Segmentation Based Data Augmentation

Published:

This project was done as a part of coursework for 16-720B (Introduction to Computer Vision) at Carnegie Mellon University

Live Ads

Published:

This project was made during a hackathon organised by Myntra - a fashion retailing website. Live-Ads spruces up print adveritisement by augmenting them with interactive 3D models that further add value to the content in the advertisement. Our demo was focused towards fashion retailers where we Augmented existing advertisements of Myntra with apparels advertised tried on computer generated 3D models. Our app, identified advertisements registers with it and added custom 3D models dynamically to the advertisement, along with call-to-action buttons to enable the consumer to buy the product directly.

VR Works

Published:

VR Works is an on-going side project I have taken up at work with the goal of exploring the emerging field of virtual reality by prototyping a bunch of ideas and perfecting them for eventual productisation. My focus is on building authoring systems which can help democratise content creation in virtual reality. Current prototypes are geared towards education and training scenarios in virtual reality. Specifically, I prototyped the following three ideas:

Magic Green Screen

Published:

An extension of the work done during summer internship, Magic Green Screen was the marquee feature for Presenter Video eXpress (PVX) 11. Over the course of almost a year it has received some rave reviews from Customers for its ease of use. As a part of a two membered team, my work was focused on the algorithms used for matting and despilling in the feature. Additionally, I also developed a visualisation sytem used in the feature to provide a feedback on the suitability of the recording environment for background separation to the user. The work done on matting and despilling has been filed in the USPTO as a patent, titled: METHOD AND APPARATUS FOR REAL-TIME MATTING USING LOCAL COLOR ESTIMATION AND PROPAGATION.

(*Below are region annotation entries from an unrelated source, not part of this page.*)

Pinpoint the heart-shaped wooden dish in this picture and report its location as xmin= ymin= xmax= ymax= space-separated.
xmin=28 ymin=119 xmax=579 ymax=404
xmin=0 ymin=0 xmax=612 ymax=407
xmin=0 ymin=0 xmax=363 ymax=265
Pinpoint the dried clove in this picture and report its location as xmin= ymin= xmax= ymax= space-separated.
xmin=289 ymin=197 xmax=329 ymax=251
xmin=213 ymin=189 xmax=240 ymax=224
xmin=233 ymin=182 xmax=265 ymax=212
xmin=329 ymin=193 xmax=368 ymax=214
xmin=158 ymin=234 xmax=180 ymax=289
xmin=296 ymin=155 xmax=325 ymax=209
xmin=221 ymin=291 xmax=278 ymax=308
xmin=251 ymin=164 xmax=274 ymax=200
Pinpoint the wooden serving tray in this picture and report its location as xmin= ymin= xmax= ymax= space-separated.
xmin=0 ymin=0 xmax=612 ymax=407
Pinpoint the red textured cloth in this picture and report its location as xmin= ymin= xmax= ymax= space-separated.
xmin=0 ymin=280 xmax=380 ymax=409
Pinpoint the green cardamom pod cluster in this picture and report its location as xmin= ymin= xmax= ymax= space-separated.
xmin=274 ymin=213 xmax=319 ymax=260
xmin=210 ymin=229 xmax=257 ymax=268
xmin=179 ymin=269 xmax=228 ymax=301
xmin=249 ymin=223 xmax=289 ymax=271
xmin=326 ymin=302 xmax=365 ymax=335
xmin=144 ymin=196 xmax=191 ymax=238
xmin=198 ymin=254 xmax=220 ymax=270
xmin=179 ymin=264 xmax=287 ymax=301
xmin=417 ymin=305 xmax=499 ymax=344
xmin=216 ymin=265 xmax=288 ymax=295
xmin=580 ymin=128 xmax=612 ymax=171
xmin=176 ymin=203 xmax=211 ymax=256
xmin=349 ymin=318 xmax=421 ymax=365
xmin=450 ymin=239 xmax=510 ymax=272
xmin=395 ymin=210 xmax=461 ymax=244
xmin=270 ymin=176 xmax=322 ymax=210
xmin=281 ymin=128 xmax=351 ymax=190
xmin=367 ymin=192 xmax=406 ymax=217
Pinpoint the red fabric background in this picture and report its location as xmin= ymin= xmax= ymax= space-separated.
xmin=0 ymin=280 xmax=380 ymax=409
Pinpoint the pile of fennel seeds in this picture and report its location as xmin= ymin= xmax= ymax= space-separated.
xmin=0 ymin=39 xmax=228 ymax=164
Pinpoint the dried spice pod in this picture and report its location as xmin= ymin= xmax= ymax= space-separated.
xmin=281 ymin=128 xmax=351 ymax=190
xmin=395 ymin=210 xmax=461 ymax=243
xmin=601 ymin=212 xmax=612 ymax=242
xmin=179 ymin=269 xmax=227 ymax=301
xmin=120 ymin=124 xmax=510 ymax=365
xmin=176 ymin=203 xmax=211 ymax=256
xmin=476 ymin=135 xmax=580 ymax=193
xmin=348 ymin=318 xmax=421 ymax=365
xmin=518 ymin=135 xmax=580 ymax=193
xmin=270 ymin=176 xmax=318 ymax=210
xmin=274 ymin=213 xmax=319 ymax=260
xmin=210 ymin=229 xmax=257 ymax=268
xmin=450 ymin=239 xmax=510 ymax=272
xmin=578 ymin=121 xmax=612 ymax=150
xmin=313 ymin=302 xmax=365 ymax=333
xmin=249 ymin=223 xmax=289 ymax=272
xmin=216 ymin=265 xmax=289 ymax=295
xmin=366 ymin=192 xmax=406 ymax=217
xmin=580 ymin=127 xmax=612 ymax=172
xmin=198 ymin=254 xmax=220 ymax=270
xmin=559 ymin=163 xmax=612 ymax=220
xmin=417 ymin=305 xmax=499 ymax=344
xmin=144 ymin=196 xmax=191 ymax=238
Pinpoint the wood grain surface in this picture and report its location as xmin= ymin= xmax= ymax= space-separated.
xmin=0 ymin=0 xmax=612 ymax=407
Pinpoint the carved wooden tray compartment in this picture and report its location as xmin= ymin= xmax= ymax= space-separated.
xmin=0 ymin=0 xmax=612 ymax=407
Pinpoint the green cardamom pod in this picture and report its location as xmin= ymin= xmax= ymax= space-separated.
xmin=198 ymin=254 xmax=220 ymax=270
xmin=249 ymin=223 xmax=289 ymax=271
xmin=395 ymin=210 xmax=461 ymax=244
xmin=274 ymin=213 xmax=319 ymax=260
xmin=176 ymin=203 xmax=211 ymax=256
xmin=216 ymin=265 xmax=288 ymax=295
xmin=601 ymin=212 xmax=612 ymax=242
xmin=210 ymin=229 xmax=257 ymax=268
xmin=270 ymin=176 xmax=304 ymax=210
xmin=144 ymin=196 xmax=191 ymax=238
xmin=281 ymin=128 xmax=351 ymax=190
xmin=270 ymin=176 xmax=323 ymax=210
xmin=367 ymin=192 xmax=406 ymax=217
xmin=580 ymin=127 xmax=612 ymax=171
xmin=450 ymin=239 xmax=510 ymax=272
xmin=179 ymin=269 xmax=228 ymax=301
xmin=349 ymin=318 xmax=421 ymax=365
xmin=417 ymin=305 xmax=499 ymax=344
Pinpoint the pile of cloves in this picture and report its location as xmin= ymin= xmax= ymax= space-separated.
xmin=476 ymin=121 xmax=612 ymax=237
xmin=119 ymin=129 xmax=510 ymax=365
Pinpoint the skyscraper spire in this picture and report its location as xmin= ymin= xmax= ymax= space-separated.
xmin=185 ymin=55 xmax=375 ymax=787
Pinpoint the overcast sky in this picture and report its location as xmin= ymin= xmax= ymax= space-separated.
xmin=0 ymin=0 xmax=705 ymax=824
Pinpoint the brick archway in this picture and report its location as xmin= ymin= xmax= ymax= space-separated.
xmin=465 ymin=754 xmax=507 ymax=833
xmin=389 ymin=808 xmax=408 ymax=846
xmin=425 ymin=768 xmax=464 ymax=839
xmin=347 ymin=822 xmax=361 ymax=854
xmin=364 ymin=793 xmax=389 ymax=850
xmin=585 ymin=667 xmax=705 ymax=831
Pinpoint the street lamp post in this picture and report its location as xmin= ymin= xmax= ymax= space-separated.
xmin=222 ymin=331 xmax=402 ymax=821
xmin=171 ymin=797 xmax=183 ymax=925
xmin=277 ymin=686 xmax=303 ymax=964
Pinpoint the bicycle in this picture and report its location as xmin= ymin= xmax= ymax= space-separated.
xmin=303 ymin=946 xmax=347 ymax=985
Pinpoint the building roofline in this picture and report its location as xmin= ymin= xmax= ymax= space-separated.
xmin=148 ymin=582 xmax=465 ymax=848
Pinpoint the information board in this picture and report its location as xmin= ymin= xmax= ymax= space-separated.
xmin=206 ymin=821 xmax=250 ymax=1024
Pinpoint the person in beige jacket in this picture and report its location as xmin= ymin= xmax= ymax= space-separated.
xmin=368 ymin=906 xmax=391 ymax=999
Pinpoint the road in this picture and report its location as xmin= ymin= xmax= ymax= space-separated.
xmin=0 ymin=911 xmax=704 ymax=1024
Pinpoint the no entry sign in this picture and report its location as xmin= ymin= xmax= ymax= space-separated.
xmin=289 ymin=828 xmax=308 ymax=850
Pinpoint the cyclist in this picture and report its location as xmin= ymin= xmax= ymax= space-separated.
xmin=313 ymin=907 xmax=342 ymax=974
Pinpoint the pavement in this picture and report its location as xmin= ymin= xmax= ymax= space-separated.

Marvin - Martian Tour Guide

Published:

The Curiosity Rover has sent back terabytes of data so far. NASA has released stunning images received directly from Mars for public viewing. The project used these images to provide for a VR experience to the general public. We developed an app that can be used in conjunction with the openly available Google Cardboard to see 360 degrees views of Mars along with viewing Mars with a stereoscopic vision as if riding the rover itself.

Keyframe Cut

Published:

Keyframe cut is a background removal algorithm for videos that was developed as a part of a summer internship project with the eLearning team at Adobe Systems, Bangalore. We started our project with a comprehensive iterature survey - populating a knowledge base on computer vision for internal use. Thereafter we focused on devising novel algorithms to solve the problem, given our constraints with talking head videos. Keyframe cut fuses multiple cues to segment each frame of the video. Starting from a completely segmented frame given by the user - the keyframe, we employed GMMs (colour cues), face/body detectors (shape cues) and frame differences (motion cues) to segment each frame. Our final algorithm had an average error rate of under 6% for a test dataset.

Qwitter

Published:

Qwitter is a windows phone 8 application conceptualized and created first for the Microsoft Code.Fun.Do hackathon. The app was selected as one of the nationwide finalists, where it was refined under the mentoring provided by Microsoft Engineers. The app aims to help people looking to quit smoking through a community of other anonymous quitters. Users log their experiences via 140 character messages - qweets which are shared anonymously with other users. Along with this, different milestones are defined to gamify the quitting experience and keep the users engaged. I developed the server side infrastructure of the App along with developing a classifier to detect Spam messages and weed them out of the system. This detector was a specialied SVM trained for short-text classification, such as tweets and SMSes.